Das Heliumventil existiert, um ein spezifisches physikalisches Problem zu lösen: Heliumatome sind so winzig, dass sie durch die Dichtungen einer Uhr eindringen, selbst wenn diese perfekt wasserdicht ist. Dies geschieht bei Sättigungstauchgängen, bei denen professionelle Taucher Gasmischungen atmen, die reich an Helium sind — HeO2 oder Trimix — und tagelang oder wochenlang in Überdruckkammern leben. Unter diesen Bedingungen sammelt sich Helium langsam im Gehäuse an. Das Problem ist nicht der Abstieg: es ist der Aufstieg. Wenn der Außendruck sinkt, versucht das eingeschlossene Helium zu expandieren. Wenn es keinen Ausweg findet, drückt es von innen gegen das Kristall und die Dichtungen, bis diese beschädigt werden — im schlimmsten Fall springt das Kristall einfach ab.

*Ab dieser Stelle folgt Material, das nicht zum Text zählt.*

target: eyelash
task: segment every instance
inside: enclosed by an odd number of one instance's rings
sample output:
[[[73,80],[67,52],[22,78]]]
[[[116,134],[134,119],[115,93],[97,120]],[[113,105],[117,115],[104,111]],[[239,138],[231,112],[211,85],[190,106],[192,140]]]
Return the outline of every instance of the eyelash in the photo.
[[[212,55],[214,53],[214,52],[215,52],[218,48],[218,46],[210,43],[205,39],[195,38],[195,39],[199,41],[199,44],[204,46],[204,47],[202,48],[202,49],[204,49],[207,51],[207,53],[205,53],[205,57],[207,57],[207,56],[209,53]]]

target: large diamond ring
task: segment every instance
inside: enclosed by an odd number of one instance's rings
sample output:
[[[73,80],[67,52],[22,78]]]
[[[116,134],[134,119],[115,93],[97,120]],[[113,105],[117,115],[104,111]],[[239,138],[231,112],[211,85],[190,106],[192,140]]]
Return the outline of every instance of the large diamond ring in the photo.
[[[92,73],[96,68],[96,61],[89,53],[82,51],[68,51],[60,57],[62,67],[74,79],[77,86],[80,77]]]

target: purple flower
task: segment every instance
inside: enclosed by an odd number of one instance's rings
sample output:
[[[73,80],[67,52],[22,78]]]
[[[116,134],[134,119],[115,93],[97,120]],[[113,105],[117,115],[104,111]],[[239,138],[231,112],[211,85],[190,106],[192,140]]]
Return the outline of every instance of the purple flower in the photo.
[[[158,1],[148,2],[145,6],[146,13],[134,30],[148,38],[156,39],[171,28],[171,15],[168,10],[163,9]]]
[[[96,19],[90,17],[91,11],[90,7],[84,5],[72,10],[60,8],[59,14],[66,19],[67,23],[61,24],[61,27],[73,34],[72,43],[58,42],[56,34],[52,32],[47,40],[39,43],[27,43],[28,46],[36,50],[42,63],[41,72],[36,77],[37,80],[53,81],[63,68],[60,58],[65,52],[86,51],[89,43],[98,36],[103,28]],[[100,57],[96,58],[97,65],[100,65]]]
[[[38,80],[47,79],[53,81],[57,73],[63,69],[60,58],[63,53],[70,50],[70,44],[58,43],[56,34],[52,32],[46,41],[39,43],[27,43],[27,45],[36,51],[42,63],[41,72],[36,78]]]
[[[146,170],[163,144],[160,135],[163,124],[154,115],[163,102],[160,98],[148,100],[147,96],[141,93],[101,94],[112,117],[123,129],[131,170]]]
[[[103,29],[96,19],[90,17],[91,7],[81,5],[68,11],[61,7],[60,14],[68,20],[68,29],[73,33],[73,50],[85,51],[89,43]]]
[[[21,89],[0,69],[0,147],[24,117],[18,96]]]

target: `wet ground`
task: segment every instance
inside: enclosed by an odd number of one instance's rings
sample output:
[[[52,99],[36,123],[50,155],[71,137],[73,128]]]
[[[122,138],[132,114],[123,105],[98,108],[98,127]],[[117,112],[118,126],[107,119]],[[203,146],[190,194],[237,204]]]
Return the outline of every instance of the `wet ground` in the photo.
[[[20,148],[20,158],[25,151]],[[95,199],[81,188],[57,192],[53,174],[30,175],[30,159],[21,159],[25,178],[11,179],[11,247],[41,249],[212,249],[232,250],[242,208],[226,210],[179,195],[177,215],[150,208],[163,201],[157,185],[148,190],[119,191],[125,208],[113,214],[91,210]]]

Die Lösung ist ein Einweg-Ventil, das im Gehäuse integriert ist, normalerweise positioniert um 9 Uhr oder 10 Uhr auf der linken Seite. Es funktioniert wie ein Sicherheitsventil: Wenn der Innendruck den Außendruck um einen vordefinierten Schwellenwert überschreitet, öffnet es sich und lässt das Gas entweichen; dann schließt es sich wieder. Es gibt zwei Konstruktionsvarianten. Das manuelle Ventil erfordert das Eingreifen des Tauchers — man dreht es vor dem Aufstieg um mehrere Umdrehungen auf, um den Durchgang zu öffnen, und dreht es dann wieder zu. Das automatische Ventil, das Rolex seit 1967 an der Sea-Dweller verwendet und später von anderen Herstellern übernommen wurde, verwaltet den Prozess ohne äußeres Eingreifen. Rolex entwickelte die automatische Lösung in Zusammenarbeit mit Doxa; die genaue Urheberschaft wird immer noch unter Branchenhistorikern diskutiert, und ich bevorzuge es, sie nicht mit Sicherheit nur einer der beiden Marken zuzuordnen.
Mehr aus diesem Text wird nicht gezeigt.